Est-il possible d’aller plus loin ? On l’a dit : du départ, la question des générations futures a beau être rapportée à « l’évidence archétypique du nourrisson » [257], elle est en même temps posée comme toute différente, foncièrement hétérogène à ce modèle auquel Jonas la compare pourtant si souvent. Hétérogène, d’abord, en cela qu’au moment même où la responsabilité est jugée indissociable d’un sentiment (« il est difficile de porter la responsabilité pour quelque chose que l’on n’aime pas », 205), les générations futures incarnent l’insensible même : notre rapport à elles ne se laisse pas éprouver, sinon par artifices, exigence à laquelle répond dans le livre l’appel à ce que Jonas nomme « l’heuristique de la peur », c’est-à-dire l’évocation des périls futurs qui menacent l’homme, afin de puiser dans l’effroi qu’ils suscitent la force d’une résolution. Si « la philosophie morale doit consulter nos craintes préalablement à nos désirs, afin de déterminer ce qui nous tient réellement à coeur » [67], c’est que précisément les générations futures peinent à être sensibles au coeur, et la peur vient ici pallier l’absence d’amour (ou plutôt, extraire de l’amour singulier son élément le plus impersonnel, « la peur qui invite à agir », [421], et ce qu’il peut y avoir de terrifiant plus que d’attendrissant à regarder un nouveau-né dormir) : à cet égard, le souci des générations futures pose un problème spécial à la politique — celui de savoir comment produire un sentiment apte à nous porter véritablement au-delà de nous-mêmes.
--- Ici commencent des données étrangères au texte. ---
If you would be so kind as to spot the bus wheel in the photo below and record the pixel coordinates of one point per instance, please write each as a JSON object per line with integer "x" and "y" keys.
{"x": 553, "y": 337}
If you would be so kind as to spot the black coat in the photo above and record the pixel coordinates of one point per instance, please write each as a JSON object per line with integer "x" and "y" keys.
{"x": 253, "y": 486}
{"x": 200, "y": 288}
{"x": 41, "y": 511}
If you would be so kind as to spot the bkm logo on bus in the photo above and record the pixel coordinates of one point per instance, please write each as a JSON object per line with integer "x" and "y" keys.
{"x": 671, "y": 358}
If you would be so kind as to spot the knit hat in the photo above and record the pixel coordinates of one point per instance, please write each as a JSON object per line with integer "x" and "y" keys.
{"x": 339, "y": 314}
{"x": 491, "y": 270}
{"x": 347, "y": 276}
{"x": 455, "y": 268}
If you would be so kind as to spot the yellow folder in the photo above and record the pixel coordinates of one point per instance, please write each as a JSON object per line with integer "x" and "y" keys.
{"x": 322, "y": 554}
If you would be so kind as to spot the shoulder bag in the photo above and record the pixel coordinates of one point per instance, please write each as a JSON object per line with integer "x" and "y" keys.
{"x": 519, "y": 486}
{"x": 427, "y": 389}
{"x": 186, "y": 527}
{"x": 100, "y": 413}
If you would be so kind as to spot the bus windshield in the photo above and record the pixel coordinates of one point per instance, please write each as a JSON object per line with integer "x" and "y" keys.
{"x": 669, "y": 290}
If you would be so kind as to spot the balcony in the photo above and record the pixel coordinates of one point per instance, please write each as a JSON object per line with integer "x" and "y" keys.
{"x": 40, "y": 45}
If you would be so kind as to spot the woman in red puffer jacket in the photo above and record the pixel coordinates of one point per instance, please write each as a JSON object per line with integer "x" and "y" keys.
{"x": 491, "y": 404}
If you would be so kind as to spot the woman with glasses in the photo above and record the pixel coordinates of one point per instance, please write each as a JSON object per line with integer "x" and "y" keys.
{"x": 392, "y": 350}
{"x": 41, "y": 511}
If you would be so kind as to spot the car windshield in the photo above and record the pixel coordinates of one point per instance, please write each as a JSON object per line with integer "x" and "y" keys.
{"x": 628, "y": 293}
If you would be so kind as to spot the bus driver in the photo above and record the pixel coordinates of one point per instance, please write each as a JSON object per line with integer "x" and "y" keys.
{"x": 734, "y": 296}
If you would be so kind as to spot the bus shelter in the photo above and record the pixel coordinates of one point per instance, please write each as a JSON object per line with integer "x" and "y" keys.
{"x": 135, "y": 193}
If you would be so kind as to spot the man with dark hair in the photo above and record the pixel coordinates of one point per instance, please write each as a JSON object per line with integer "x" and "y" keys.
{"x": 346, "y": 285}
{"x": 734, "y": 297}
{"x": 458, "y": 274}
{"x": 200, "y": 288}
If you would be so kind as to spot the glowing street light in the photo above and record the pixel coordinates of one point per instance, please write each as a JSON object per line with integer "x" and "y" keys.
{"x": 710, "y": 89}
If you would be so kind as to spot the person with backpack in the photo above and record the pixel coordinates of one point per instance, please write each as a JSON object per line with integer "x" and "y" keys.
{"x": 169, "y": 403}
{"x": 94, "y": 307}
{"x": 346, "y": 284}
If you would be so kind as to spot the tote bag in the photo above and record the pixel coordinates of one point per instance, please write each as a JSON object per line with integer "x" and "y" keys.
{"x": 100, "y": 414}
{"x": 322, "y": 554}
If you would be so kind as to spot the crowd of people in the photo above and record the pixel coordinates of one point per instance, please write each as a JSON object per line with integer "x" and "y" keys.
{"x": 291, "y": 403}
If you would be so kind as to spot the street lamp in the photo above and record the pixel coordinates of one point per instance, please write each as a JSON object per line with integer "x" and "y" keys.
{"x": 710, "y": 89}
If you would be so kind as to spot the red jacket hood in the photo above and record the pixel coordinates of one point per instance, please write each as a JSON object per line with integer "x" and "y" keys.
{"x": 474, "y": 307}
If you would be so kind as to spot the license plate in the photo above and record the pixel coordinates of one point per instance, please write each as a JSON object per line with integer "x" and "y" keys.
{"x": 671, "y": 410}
Mais une autre différence sépare le souci de l’enfant et celui des générations futures. Jonas, qui jusque là avait paru les identifier l’un à l’autre, s’y arrête au moment d’engager sa critique de l’utopie : le propre des « utopies politico-historiques » consiste justement à penser l’histoire de l’humanité comme le développement d’un individu, de l’enfance à l’âge adulte, chaque génération constituant alors un moment de sa croissance, en vue d’une autonomie de l’homme projetée au terme du parcours. Or, sur ce plan, l’analogie ne vaut pas, et « le devenir de l’humanité […] a un tout autre sens que la croissance d’un individu » [213] : s’opposant fortement à tout évolutionnisme, Jonas pose qu’il n’est pas de peuples enfants, ni de périodes plus mûres que d’autres ; l’humanité est entièrement elle-même en chacun de ses lieux et de ses moments. « Sa présence, à la différence de celle de la larve qui doit seulement devenir papillon, est à chaque fois pleinement valable en tant que cette présence problématique qu’elle est » [412] — autrement dit, aucune génération ne peut se poser comme l’aboutissement de celles qui la précèdent, et qu’elle pourrait réputer plus imparfaites qu’elle ; aucune ne peut se réduire à la préparation de celles qui la suivent, à la façon d’un simple moyen ; aucune ne peut s’arroger le droit de dicter à ses héritières la forme que devrait prendre leur humanité, ni arguer de ce qu’elles sont encore mineures pour leur imposer ce devenir. L’analogie entre le souci de l’enfant et celui des générations futures, propre à montrer en quoi la responsabilité est souci de l’avenir, doit ici s’interrompre devant ce fait que l’humanité est adulte à chaque génération — ce pourquoi on ne saurait se soucier de l’avenir comme on façonne des êtres immatures, par « le savoir préalable et le contrôle causal » [216].
Que penser de ce retournement ? En un sens, il parachève la critique du progressisme, dont il ruine l’horizon historique comme l’analyse du nouveau-né avait sapé ses catégories fondatrices ; plus de volontarisme en amont, plus d’utopie en aval. En un autre sens pourtant, cette manière de montrer combien une certaine pensée de l’histoire « infantilise » les générations futures réintroduit dans l’analyse des figures qu’on croyait perdues : l’égalité radicale entre générations ; la puissance d’autodétermination qu’enveloppe l’obligation, pour chacune d’elles, de donner sens à cette « présence problématique qu’elle est » ; le dessaisissement, surtout, et comme une obligation de lâcher prise, là où l’analyse de la responsabilité « totale » avait semblé installer dans ses droits l’autocratie politique. Ce pourquoi Jonas peut écrire, à rebours de ses appels à la tyrannie, que le premier devoir du politique est de « ne pas boucher la source indispensable […] de la spontanéité dans la collectivité, dans laquelle devront se recruter les hommes d’État futurs » [229] — son incapacité de prévoir ce qui vient lui interdit de transformer ses successeurs en laquais ou en robots.
D’un mot : les générations futures, en tant qu’elles sont pensées via l’expérience de l’enfance, sont posées comme l’objet d’une sollicitude sacrée, verticale et autoritaire — mais comme un objet qui, ressaisi dans son être temporel et dégagé des images de l’enfance, fait revenir le souci de l’équitable, l’impératif du choix et la préservation des conditions de la liberté. Par-delà les misères symétriques de l’abnégation parentale (« je me suis sacrifié pour toi ») et de la planification technocratique (« je sais ce qu’il te faut »), cette étrange relation aux générations futures fait alors refluer sur la génération présente une double obligation d’accomplissement de soi et de préservation des conditions sous lesquelles d’autres que nous, plus tard, pourront s’accomplir eux-mêmes ; elle suggère que notre tâche la plus propre pourrait être de faire qu’un avenir soit possible. Dans cette ambiguïté, sur fond d’hésitation quant aux effets de la peur et à la possibilité d’une politique sans utopie, l’époque s’engouffre tout entière.